最後に醤油を入れるとキッチンにじゅわっと香ばしい匂いが立ち上った。
「……。」
料理をするすみれを圭が興味津々と言った顔でずっと見つめている。
(背中がむずむずする。)
「ねぇ見すぎ。」
「すみれさん。」
「何。」
「料理してる姿も素敵ですね。」
「黙れ。」
「はい。」
圭は返事はするものの視線は外さない。
「見られるとやりにくいんだけど。」
「すみません。でもどうしても見ちゃうんです。」
「分かった、黙れ。..........ほら出来た。」
皿を二つ並べてそれぞれに炒飯を盛り付け、ダイニングテーブルへ運ぶ。
「いただきます。」
圭は律儀に手を合わせ、チャーハンをスプーンですくって口に頬張った。
「…………。」
「どう?」
「…………。」
「口に合わなかった?」
「おいしい。」
圭がぽつり、と呟く。
「すごく。美味しいです。」
一口、また一口と圭は食べ進めていく。いつも何かとうるさいのに珍しく静かだった。
「こんなに、おいしいもの初めて食べました。」
「いや、それは言い過ぎでしょ、ただのチャーハンだよ。」
「チャーハンってこんなにおいしいんですね。」
目を輝かせながら夢中で食べている姿を見て、すみれはなんだかくすぐったいような気分になった。
(クソッ、倫理観は終わってるけど、こいつ顔はいいんだよ。)
「すみれさん。」
「え?あ、何?」
「僕、貴女の作ったチャーハン毎日食べたいです。

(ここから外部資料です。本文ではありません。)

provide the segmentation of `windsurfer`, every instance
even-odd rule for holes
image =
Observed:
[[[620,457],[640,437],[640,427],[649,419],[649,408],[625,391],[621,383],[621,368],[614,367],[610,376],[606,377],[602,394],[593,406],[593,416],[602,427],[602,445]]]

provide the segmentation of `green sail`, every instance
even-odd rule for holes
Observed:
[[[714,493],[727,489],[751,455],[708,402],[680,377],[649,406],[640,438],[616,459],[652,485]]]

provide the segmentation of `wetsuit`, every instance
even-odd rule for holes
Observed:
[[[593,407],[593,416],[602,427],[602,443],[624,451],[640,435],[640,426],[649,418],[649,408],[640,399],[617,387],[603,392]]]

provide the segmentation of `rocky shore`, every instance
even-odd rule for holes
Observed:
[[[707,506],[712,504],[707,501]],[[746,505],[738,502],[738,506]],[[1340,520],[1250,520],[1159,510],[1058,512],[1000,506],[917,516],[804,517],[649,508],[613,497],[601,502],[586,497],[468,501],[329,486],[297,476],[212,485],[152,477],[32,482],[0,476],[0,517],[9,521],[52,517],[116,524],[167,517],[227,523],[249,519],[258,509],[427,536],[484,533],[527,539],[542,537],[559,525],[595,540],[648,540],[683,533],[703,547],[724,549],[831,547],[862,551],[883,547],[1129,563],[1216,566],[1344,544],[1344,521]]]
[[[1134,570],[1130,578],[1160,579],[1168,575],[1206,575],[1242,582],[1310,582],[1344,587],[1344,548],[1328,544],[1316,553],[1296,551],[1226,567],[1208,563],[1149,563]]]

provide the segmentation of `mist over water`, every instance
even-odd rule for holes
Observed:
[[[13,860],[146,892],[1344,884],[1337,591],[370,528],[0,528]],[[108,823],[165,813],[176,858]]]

」
圭はただ、にこにこ笑っている。ただそれだけ、打算も駆け引きもなく子どものように嬉しそうな顔で。
「チャーハンだけじゃ飽きるでしょ。」
「他にも作ってくれるんですか?嬉しいなぁ。」
(ずるい、監禁犯のくせにそんな顔で楽しそうに笑うな。」
「……気が向いたらね。」
すみれがぼそっと答えると圭は一際嬉しそうに笑った。
「本当ですか!」
「毎日とは言ってない。」
「週に三回でも嬉しいです。」
「交渉すんな。」
「二回でも。」
「だから、気が向いたら!」
圭は本当に嬉しそうに笑った。すみれはその笑顔を見ているとその男が、自分を監禁している張本人だという事実を一瞬だけ忘れそうになる。
(だめだめ、絆されるな。相手は監禁犯、大型犬じゃない。)
すみれはそう自分に強く言い聞かせた。